Le gouvernement allemand ratifie le pacte européen sur la migration et l'asile
La ratification parlementaire n'ayant pas encore eu lieu, la mise en œuvre accuse un retard important par rapport au calendrier que Berlin s'était initialement fixé.
BERLIN – Le gouvernement allemand a ratifié la réforme de l’Union européenne en matière d’asile et d’immigration, avec plusieurs mois de retard sur le calendrier prévu. Mais d’autres retards se profilent à l’horizon.

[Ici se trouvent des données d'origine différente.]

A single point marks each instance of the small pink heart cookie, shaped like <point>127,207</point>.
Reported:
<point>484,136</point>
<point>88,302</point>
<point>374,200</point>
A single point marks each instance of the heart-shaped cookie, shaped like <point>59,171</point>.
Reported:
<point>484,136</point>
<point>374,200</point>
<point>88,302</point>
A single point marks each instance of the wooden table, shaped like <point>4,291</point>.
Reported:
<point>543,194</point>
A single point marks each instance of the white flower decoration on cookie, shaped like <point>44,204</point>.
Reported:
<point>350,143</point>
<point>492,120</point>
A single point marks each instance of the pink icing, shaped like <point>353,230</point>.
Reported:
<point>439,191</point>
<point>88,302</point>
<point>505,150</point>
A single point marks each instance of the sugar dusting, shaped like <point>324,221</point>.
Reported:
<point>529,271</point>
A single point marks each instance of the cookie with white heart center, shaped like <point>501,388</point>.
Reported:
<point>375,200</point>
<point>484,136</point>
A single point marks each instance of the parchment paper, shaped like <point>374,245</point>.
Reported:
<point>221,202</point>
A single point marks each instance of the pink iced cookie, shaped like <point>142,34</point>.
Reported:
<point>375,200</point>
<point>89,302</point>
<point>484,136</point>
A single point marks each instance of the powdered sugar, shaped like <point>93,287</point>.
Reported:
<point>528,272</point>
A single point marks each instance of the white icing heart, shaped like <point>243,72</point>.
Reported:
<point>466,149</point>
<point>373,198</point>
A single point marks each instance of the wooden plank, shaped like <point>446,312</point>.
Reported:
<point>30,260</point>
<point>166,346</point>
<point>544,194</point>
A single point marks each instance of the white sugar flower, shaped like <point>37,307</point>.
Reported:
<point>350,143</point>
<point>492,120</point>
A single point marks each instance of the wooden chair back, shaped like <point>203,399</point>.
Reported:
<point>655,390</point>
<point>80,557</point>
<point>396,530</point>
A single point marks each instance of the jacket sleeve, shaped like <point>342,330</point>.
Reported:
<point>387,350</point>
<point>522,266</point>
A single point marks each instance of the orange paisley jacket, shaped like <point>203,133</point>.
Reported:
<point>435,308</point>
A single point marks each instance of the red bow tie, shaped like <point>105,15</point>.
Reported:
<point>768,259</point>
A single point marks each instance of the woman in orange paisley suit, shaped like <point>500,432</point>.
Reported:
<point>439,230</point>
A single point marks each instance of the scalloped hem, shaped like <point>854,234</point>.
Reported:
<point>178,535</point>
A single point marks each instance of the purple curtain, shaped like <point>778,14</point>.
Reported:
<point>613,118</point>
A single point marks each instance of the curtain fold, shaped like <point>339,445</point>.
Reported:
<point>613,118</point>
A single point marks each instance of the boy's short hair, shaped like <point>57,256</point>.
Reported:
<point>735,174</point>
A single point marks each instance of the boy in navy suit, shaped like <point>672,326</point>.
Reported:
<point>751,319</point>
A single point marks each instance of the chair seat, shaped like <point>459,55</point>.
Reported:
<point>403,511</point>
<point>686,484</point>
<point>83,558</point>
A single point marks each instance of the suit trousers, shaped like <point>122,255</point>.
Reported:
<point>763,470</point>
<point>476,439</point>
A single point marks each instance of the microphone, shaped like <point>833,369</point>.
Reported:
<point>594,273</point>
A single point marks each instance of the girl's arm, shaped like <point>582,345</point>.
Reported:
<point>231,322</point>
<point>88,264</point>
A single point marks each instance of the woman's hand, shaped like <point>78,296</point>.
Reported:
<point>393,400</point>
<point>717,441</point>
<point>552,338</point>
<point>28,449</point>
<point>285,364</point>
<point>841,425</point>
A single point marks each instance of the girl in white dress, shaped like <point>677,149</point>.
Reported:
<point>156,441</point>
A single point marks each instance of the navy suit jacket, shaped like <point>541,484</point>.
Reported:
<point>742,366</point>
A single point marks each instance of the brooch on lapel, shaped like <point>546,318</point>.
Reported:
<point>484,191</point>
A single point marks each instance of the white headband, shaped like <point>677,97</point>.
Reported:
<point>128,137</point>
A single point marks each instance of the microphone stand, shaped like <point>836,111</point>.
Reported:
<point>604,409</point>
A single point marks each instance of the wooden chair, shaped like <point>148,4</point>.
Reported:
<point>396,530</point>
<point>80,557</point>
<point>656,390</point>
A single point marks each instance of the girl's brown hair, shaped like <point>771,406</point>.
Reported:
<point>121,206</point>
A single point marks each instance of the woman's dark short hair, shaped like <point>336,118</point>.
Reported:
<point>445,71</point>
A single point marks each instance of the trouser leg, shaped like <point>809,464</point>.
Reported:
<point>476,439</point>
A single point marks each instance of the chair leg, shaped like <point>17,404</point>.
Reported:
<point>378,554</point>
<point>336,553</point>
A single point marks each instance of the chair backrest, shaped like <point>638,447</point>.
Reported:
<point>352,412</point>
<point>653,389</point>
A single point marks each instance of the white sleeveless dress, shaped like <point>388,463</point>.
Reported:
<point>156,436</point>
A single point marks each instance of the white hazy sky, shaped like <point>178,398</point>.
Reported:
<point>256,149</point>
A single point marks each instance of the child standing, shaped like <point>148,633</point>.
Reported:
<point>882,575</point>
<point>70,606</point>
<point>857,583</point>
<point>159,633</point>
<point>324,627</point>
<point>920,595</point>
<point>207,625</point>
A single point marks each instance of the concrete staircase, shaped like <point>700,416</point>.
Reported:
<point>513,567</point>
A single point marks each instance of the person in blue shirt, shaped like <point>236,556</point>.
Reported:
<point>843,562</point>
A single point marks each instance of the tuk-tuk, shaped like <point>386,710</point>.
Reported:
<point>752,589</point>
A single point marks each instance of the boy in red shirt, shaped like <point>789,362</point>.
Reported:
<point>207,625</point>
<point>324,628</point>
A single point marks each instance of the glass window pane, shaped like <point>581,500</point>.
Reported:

La réforme controversée, adoptée par l’UE en 2024, vise à mettre en place des procédures d’asile accélérées et une répartition plus équitable des réfugiés au sein de l’Union. Saluée comme une étape décisive dans la mise en commun des efforts de l’UE pour lutter contre l’immigration clandestine, les pays de l’UE ont jusqu’à la mi-2026 pour transposer les dispositions du pacte dans leur droit national.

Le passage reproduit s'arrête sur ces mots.